CSS untuk orang normal adalah jernih dan tidak berwarna, pada orang yang mengalami infeksi CSS nya agak keruh, berwarna kuning muda atau kuning bila kelebihan protein seperti yang didapatkan pada penderita kanker atau inflamasi, tercampur darah bila terjadi perdarahan di otak, atau berwarna kuning kecoklatan (xanthochromic) bila terjadi perdarahan otak yang sudah lama.
Prosedur analisis yang banyak digunakan dalam menganalisis bahan-bahan biokimia termasuk CSS adalah ELISA (Enzyme-Linked ImmunoSorbent Assay).Tehnik ELISA ini pada intinya digunakan untuk mendeteksi adanya antibodi atau antigen di dalam sampel.Tehnik ini menggunakan dua antibodi, satu antibodi spesifik terhadap antigen (capture antibody), dan satunya lagi adalah antibodi pendeteksi yang dapat bereaksi dengan kompleks anitgen-antibodi, dan kemudian berpasangan dengan sebuah enzim.Antibodi yang kedua ini yang lebih dikenal dengan nama ”enzyme-linked” dapat menimbulkan terbentuknya perubahan warna setelah ditambahkan substrat yang bersifat kromogen atau fluorogen yang mampu menghasilkan signal, dan dapat dibaca secara spektrofotometri. Dikenal ada 2 tehnik ELISA yaitu: sandwich dan competitive ELISA
Sandwich ELISA assays
Assay ini digunakan untuk menditerminasi konsentrasi antigen pada sampel. Tehnik ini memberikan hasil cepat dan akurat, demikian juga bila tersedia antigen standar yang murni, assay ini dapat digunakan untuk mendeterminasi jumlah antigen yang tepat pada sampel yang diteliti. Sandwich ELISA memerlukan dua antibodi yang dapat mengikat epitop yang tidak overlap dengan antigen. Hal ini dapat dipenuhi dengan menggunakan dua antibodi monoklonal yang dapat mengenali bagian tertentu epitop ataupun menggunakan antibodi poliklonal yang telah dimurnikan.

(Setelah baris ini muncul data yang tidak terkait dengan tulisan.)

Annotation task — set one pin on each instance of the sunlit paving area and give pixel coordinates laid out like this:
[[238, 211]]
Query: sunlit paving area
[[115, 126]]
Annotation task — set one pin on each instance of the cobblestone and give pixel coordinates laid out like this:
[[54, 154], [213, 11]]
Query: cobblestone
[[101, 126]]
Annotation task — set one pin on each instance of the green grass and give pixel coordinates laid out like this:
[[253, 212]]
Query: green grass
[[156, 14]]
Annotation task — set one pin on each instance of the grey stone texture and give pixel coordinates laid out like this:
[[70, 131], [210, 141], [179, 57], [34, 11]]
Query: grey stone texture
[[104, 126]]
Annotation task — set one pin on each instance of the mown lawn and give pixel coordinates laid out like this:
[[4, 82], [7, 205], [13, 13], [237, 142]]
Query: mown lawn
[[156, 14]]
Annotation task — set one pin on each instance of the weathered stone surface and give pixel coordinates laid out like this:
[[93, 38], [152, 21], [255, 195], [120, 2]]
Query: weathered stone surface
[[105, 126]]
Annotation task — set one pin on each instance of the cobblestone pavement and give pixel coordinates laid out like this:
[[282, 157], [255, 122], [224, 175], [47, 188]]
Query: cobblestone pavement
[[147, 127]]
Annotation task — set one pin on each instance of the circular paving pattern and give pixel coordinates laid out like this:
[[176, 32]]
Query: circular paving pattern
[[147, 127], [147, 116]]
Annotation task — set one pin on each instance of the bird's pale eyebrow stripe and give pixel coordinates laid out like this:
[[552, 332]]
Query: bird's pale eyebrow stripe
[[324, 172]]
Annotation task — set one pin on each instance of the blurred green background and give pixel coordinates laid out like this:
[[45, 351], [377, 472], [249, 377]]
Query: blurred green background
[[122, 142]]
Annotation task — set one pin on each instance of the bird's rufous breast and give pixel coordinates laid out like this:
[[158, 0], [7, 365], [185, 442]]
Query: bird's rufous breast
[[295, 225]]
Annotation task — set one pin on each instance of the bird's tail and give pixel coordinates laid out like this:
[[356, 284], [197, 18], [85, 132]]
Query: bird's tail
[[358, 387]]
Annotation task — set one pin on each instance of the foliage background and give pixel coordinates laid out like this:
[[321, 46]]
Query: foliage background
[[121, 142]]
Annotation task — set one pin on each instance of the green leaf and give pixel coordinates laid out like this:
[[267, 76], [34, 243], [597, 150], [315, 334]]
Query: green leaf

Prinsip dasar sandwich ELISA assay adalah satu antibodi (antibodi penangkap, “capture”) dimurnikan dan ditempelkan pada permukaan padat biasanya ditempelkan langsung pada dasar plate well (Gambar 3). Selanjutnya ditambahkan antigen sampel atau standar dan dibiarkan untuk membentuk kompleks dengan antibodi yang menempel. Antigen-antibodi yang tidak berikatan dipisahkan dengan cara mencucinya. Kemudian ditambahkan antibodi kedua atau lebih dikenal sebagai antibodi berlabel (antibodi pendeteksi, ‘detection”) dan dibiarkan untuk berikatan dengan antigen yang disebut juga membentuk sandwich. Kuantitasi assay dilakukan dengan cara mengukur jumlah antibodi berlabel yang berikatan dengan matrik dengan menggunakan substrat. Adanya enzim akan mengubah warna substrat, sehingga dapat diditerminasi secara kolorimetri. Keuntungan tehnik ini adalah antigennya tidak perlu dimurnikan saat penggunaan, dan assaynya sangat spesifik.Kerugiannya adalah tidak semua antibodi dapat digunakan.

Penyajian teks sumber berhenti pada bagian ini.